The presence of galls can also increase the likelihood of the tree's becoming infected with chestnut blight, a condition caused by the fungus Cryphonectria parasitica. The opened gall left by the wasp after it matures and departs may be an entrance through which the fungus can infest the tree's tissues. The galls can also become infected by the sweet chestnut pathogen Gnomoniopsis smithogilvyi.

Chestnut species affected by the gall wasp include Japanese chestnut (Castanea crenata), American chestnut (C. dentata), Chinese chestnut (C. mollissima), European chestnut (C. sativa), Seguin chestnut (C. seguinii), Henry's chinquapin (C. henryi), and hybrids. So far it has not been observed on the Allegheny chinquapin (C. pumila).

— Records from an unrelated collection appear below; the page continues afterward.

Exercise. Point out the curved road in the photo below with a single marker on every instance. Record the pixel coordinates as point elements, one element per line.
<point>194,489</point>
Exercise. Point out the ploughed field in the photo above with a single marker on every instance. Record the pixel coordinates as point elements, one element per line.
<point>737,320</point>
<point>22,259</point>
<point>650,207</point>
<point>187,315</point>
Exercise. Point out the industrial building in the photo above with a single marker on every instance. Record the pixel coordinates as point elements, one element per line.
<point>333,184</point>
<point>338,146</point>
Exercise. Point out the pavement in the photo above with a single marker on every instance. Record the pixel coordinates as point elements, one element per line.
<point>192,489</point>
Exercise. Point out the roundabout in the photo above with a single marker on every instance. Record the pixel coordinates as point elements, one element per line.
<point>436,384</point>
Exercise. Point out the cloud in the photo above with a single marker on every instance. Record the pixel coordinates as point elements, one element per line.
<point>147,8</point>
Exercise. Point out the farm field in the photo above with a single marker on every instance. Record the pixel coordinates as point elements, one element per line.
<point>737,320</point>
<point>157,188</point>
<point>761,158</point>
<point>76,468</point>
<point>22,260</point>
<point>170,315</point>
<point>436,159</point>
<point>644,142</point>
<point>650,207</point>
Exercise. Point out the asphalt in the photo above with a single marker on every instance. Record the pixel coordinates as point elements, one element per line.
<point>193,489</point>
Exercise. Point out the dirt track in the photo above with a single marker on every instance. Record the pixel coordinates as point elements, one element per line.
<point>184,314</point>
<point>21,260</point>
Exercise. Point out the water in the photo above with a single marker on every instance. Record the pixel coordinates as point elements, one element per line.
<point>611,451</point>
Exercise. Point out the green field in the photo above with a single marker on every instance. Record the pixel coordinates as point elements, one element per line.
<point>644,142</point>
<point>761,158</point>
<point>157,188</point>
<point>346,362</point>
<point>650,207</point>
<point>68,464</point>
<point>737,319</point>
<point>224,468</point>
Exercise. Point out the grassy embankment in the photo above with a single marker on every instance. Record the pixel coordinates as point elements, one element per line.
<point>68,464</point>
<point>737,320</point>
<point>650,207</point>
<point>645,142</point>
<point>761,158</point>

Control measures include pruning infested buds off trees and protecting buds with netting. These methods are not practical for large numbers of trees, such as commercial orchards. In China, with lower labour costs, Chinese chinquapin (Castanea seguinii) is used as a trap crop. By planting a hedge of C. seguinii around C. mollissima (Chinese chestnut) orchards, the wasps will first encounter and attack the buds of the less valuable C. seguinii, allowing the galled twigs to be cut off and destroyed. Pesticides are generally not effective because the insects take cover inside the galls. One gall wasp control method which has been successful is the introduction of the torymid wasp Torymus sinensis. This parasitoid is used as an agent of biological pest control against the gall wasp in Japan. Research is underway to determine where else it might be appropriate to release the parasitoid. A number of other parasitoids have been noted with the gall wasp, including the torymids Torymus beneficus, T. geranii, and Megastigmus nipponicus, the ormyrid wasps Ormyris punctiger and O. flavitibialis, and the eurytomid wasps Eurytoma brunniventris and E. setigera. These species do not make effective control agents, as their rates of parasitism are not high.